Two Mysterious Art Collections
In the present case, only one of the paintings has been confirmed beyond a doubt by two analyses as being fake. But the investigators are also considering at least 34 others, all of which have a number of similarities: They are all in similar frames and have yellowed stickers from famous galleries on their backs. No photographs exist of any of them. Many had been considered lost. And all allegedly come from two mysterious art collections.
One of these collections is said to have belonged to a businessman from Cologne called Werner Jägers, the grandfather of the two sisters awaiting trial. According to a letter Helene Beltracchi sent to an art historian, Jägers had acquired a number of paintings in the "late 1920s and early 1930s," particularly works by Rhenish expressionists artists "like Campendonk, Pechstein, Nauen, Mense, Ernst" as well as French painters "like Braque, Derain, Dufy, Marcoussis." She claimed several "important works in his collection" had been bought from the Jewish art dealer Alfred Flechtheim, "who owned display rooms near one of her grandfather's business premises" and had been a "good friend" of Werner Jägers.

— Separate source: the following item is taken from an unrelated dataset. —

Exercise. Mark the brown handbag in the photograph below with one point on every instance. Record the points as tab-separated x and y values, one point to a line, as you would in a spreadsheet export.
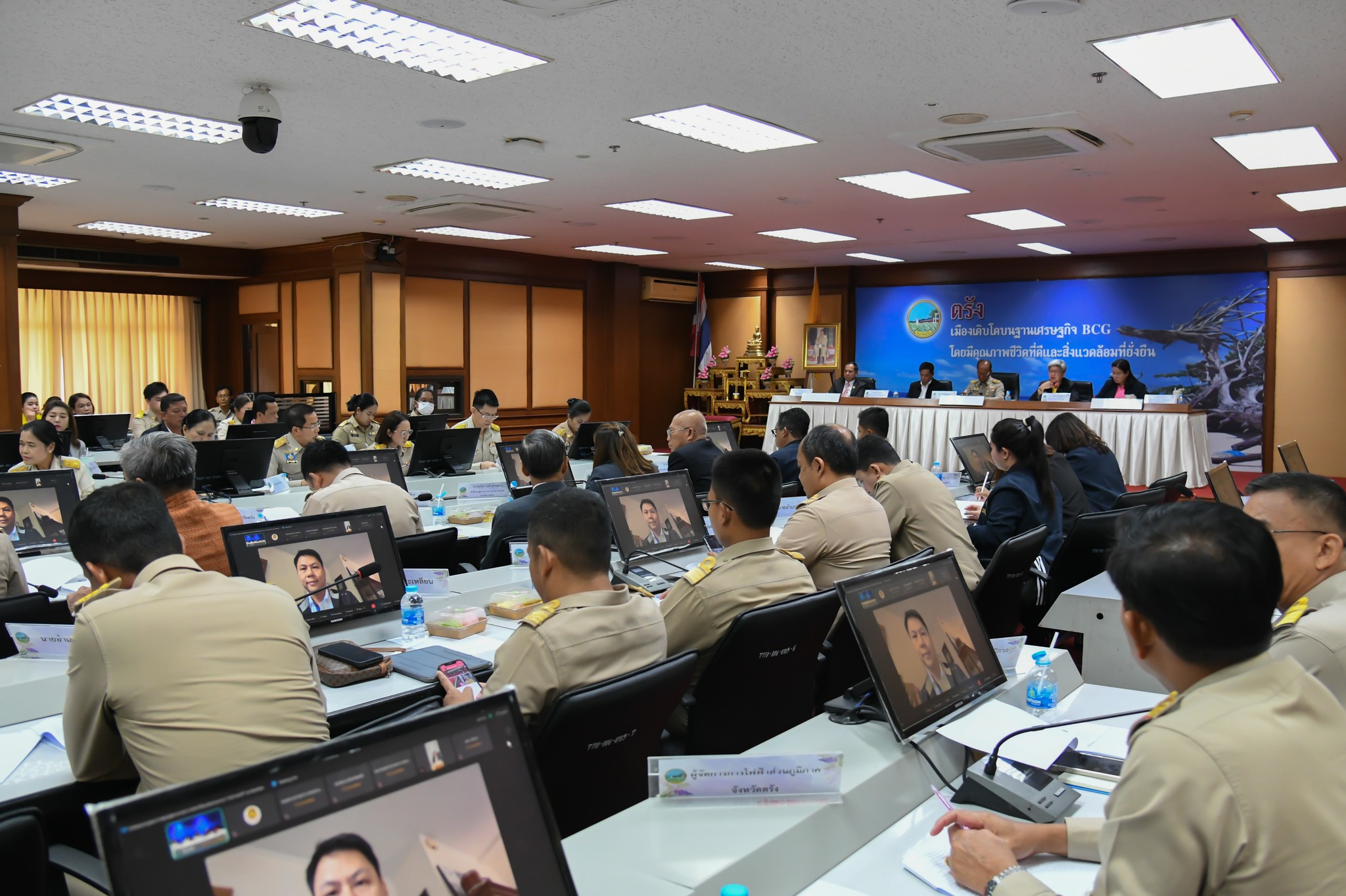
334	673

When the Nazis came to power, Jägers was allegedly loath to give up his precious artworks -- officially derided as "degenerate" during the Third Reich -- so he hid the pictures at a property in the Eiffel region of Germany. "A few years before his death," Beltracchi claims, he had passed on "a part of his collection" to her and her sister.
One aspect of her story is certainly correct: Her grandfather really existed.

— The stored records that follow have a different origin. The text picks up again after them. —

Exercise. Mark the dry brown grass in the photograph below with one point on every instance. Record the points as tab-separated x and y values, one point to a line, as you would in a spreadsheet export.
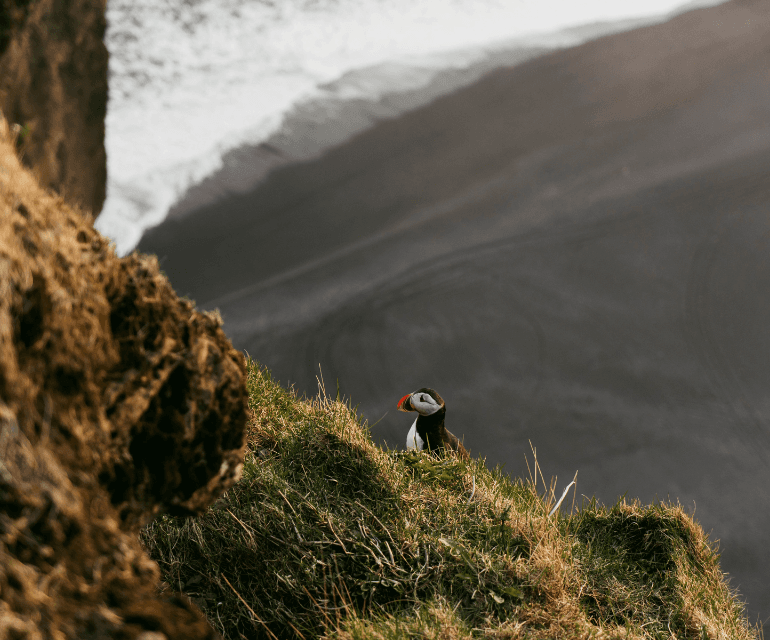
330	535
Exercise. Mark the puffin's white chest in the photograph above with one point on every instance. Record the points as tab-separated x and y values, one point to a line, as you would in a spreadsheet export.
413	439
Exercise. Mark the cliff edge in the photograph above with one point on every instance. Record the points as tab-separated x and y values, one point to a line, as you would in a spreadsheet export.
53	84
118	401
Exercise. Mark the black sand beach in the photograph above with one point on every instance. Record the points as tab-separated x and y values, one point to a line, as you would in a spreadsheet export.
574	251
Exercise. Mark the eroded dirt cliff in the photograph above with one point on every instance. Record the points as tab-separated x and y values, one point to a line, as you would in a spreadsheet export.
53	85
117	401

Werner Jägers was born in Belgium in 1912. He married four times and lived mainly in Cologne, where he subsequently died in 1992. But the entrepreneur who made most of his money with industrial construction had relatively little interest in art. Both a close business associate and Jägers' last wife have confirmed he did no more than paint in his spare time -- and only originals like small calendar pictures and fruit baskets.
Hardly a Collection
Neither the man's widow nor his business partner have any memory of an art collection. Although Jägers purchased a few paintings, these were definitely not valuable and certainly did not constitute a collection. Nor are there any records that suggest Jägers, a member of the German Nazi Party, ever knew the Jewish art dealer Alfred Flechtheim.

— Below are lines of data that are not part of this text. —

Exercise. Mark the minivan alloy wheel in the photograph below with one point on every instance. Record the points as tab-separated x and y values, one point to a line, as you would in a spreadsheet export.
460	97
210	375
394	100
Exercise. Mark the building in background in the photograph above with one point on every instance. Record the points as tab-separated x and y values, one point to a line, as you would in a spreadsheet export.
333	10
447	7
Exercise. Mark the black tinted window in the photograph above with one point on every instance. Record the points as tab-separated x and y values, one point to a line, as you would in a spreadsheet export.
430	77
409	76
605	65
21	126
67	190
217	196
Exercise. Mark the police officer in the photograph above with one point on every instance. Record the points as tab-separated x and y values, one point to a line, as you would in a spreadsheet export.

There is, however, ample evidence that the key to the mystery of the artworks lies with his granddaughter from his first marriage. When Jägers died, in 1992, Helene Beltracchi was 34 years old and had recently started dealing in antiques. The young, attractive blonde ran an antiques store in Cologne. As the daughter of a Belgian trucker, she and her four sisters grew up in a public housing apartment in Bergisch Gladbach. Helene studied business before diving into the world of junkshop owners, collectors and antique-lovers.
It was probably here that Helene Beltracchi's world intersected with that of her future husband, Wolfgang. At the time, his surname was still Fischer, and he was trying his hand as an artist. In 1978, the Haus der Kunst museum in Munich exhibited three of his acrylic-on-canvas works. They were entitled "Zu Hause" (At Home), "Durchdringung bei Geilenkirchen" (Penetration Near Geilenkirchen) and "Durchdringung, Melatenerstr. Nr. 4" (Penetration, Melatener Street, No. 4). Perhaps the young artist had already realized how difficult it was to earn his keep with conventional art.